Geçtiğimiz günlerde basında bir haber yer aldı.
İki yıl önce Kahramanmaraş'ın Afşin ilçesi belediye meclisi çok yararlı (!) bir çalışmaya imza atmış! Çocuklarına Eshab-ı Kehf'in adını koyanlara altın hediye edileceğini duyurmuş. Altın kelimesini duyan vatandaş durur mu? Yeni doğan 57 bebeğe Eshab-ı Kehf'in adları verilmiş ve altınlarda kapılmış!
Afşin Belediye Başkanı ise yaptığı açıklamada;
“Halkımız Eshab-ı Kehf'e ait isimleri çocuklarına vererek yaşatıyor. Son yıllarda maalesef isimler de modaya uydurularak farklılaşmaya başladı. Biz de iki yıl önce bir karar aldık. Eshab-ı Kehf'e izafe edilen isimlerin yaşatılması için halkımıza ikramda bulunuyoruz.”
Demiş!
Ne var bunda? Batmanlı aile çocuklarına Ernesto Che Guevara adını verirken iyi de, Yemliha, Mekselina, Mislina, Mernuş, Debernuş, Şazenuş, Kefeştatayyuş isimleri verirken mi kötü diyenler olacaktır.
Haklılar. Zaten Afşin Belediye Başkanı ne diyor?

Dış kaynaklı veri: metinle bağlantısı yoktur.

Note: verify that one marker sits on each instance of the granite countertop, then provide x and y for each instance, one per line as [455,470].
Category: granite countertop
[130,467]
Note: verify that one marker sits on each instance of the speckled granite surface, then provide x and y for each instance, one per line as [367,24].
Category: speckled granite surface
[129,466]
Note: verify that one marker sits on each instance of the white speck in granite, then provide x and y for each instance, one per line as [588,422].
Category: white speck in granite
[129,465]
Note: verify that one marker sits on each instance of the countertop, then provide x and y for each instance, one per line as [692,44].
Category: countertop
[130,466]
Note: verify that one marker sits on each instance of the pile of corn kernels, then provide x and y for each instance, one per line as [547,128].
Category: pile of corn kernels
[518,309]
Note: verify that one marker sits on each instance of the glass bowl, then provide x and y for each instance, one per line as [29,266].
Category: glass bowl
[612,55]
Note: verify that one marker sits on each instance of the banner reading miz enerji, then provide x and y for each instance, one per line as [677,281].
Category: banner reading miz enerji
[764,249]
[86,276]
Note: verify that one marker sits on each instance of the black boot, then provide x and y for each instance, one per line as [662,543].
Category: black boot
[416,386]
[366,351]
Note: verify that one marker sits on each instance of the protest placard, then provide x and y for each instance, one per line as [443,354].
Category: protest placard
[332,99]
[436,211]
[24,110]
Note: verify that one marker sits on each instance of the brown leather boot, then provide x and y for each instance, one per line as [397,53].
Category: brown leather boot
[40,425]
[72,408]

“İsimler de modaya uydurularak farklılaşmaya başladı” Ancak bizim itirazımız isimlere değil, uygulamaya. Bunun için de öncelikle Yedi Uyurlar olayına Kur’an açısından bir göz atalım.
Yedi Uyurlar Kur’an-ı Kerim’de “Kehf” suresinde geçer. Yaygın bir inanışa göre halk arasında sayıları yedi kişi olarak kabul edilmektedir. Ancak Kur’an sayı ve isim vermemektedir. Kehf Suresi 22. Ayet özellikle de sayı konusuna açıklık getirmektedir:
Karanlığa taş atar gibi, kimi ‘Onlar üç kişidir, dördüncüleri köpekleridir’ der. Kimi de ‘beş kişidir, altıncıları köpekleridir’ der. Kimi ‘Yedi kişidir, sekizincileri köpekleridir’ der. De ki:’ Onların sayısını en iyi Rabbim bilir. Onları pek az kimseden başkası da bilmez. Bunun için, onlar hakkında, bu yüzeysel anlatılanların dışında kimseyle tartışma ve onlar hakkında başkalarından bilgi isteme.” (Prof.Dr. Hüseyin Atay. Kur’an-ı Kerim ve Türkçe Açıklaması. S.295)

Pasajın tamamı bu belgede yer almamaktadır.